Julius Cæsar.

The friends who had known the strategos in old days thought that he would, for some time at least, enjoy his hard-earned rest, and spend his time in such pursuits as they knew he loved, and take his fill of the intellectual and sensuous delights of Athens.

On the day after the joyous one we have just witnessed he began his work as sole absolute general of the state. There was plenty of work to do. Athenian citizens had grown disheartened, and become lax in military discipline. He began by making all those who could bear arms, from boys of fifteen to men of sixty, meet every day for warlike exercise. He instituted a series of alarms, on hearing which, at any hour of the day or night, everyone seized his arms, and ran to his appointed post. Besides superintending these exercises himself, and providing that the ordinary soldiers of all classes were duly furnished with all things necessary for their duties, he raised the knights, to which order he belonged, to the highest point of excellence, making them complete in their own peculiar drill, and teaching them other exercises which he had learnt in Thrace and Persia.

He obtained one hundred new triremes from the state, provided chiefly by the spoils and tribute that he had brought with him from the Asiatic cities. While half the day was taken up with the land forces and the land defences, the other half he spent on the water, attending to the drilling of the sailors and the rowers at their work. No one was ever more severe or strict in details, especially as regarded the watchfulness that he required from the sentinels, and if some of the lazier or more stubborn of his soldiers did sometimes complain among themselves, no general was ever more implicitly obeyed. Not a murmur was heard openly against his exacting, self-denying, necessary discipline through all the three months spent in this laborious business. The heart of the people seemed changed; or, rather, the old heart which had beat so firmly when Miltiades led them, was renewed within them. Their pleasures were postponed. They recognised that this was not a time to indulge themselves in their usual favourite amusements. Even the comic playwright, who made fun of everything and everyone on all occasions, grew almost serious at this time.

At the end of three months Athens possessed a compact array of troops such as it had never had before. The huge fleet, with its complement of sailors, perfectly equipped, lay in the port, ready at the given signal to raise anchor and set sail. But the celebration of the Eleusinian mysteries was near, and the general put off the departure of his forces till after they, with all the other citizens, had taken part in this great festival. Messengers, for the first time for years, were sent through the neighbouring states, to announce the approach of the festival, so that all might attend who wished to be present at, or take part in, the games which followed.

It is impossible for us to realize the full importance of these sacred rites. Founded originally on the universal sense of helplessness in man, his dependence on the mysterious powers of Nature which, unmoved by him, yield him his sustenance in life, and on his belief in a Divine sustaining power when the strength of life is failing him—and thus based upon his dependence on food in life and on God in death, the Eleusinian mysteries grew out of the poetic mysticism of the earliest religious reverence.

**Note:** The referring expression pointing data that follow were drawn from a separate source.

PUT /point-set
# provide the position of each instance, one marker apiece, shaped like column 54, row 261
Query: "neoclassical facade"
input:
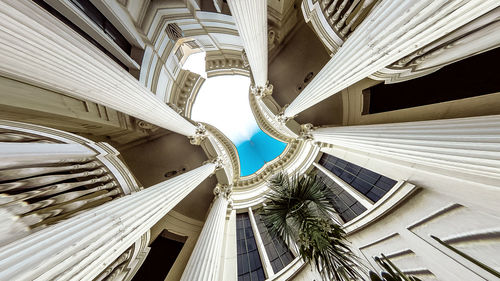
column 394, row 104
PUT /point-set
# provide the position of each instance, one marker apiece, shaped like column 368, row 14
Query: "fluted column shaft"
column 41, row 50
column 251, row 20
column 81, row 247
column 204, row 263
column 469, row 145
column 393, row 30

The corn seed buried in the earth is represented by Persephone, who, while gathering flowers in a vale, ‘herself of gloomy Dis was gathered.’ Carried by him beneath the earth, she became wife of the King of Hades, and queen of the region of the dead. But Demeter, her mother, in frantic grief, after wandering through the world, came to Eleusis, and dwelt there, while the earth, in sympathy with her, withheld its fruits. The race of man was about to perish for want of food, when Zeus, in pity of its helpless misery, allowed Persephone to return to the earth and spend six months of every year with her fond mother;—a legend symbolic of the happy springing up of the new corn and of the joyful harvest.

Thus, the religious instinct of man to pay worship and devotion to the giver of his earthly sustenance became mingled with the devotion, no less natural to him, by which he sought to be sustained and strengthened after death by the powerful goddess of the regions of the dead. Much of the religion of the Athenian Greeks centred round this myth, and the later additions to it. The greater mysteries, which only the initiated knew, or could assist in celebrating, took the place with them of the religious exercises and devotions and dogmas of a later age.

On the first day the initiated gathered together at Eleusis. On the second they made long symbolical ablutions, as if to free themselves from every taint of sin. On the third day they offered sacrifices, as some small return to the divine mother and her child, who gives to helpless men the necessary fruits of earth, and a recognition of their dependence upon her bounty. On the fourth and fifth days other rites were celebrated, which were not to be divulged; and on the sixth, the greatest day of all, the citizens set out from Athens to accompany the wondrous little statue of Iakchos, a son of Demeter, in pompous march from Athens to Eleusis.

This was an addition to the earlier, simpler mysteries, and had been imported from the East, or perhaps from Krete. Iakchos was really the infant Bakchos, representing the generative power of nature, as well as the stimulating force of wine, and was an introduction of a later time, when men were not content with the purer celebration of the innocent harvest of the corn-fields, with the bread and honey of their fathers, but must have wine from the grape-juice too.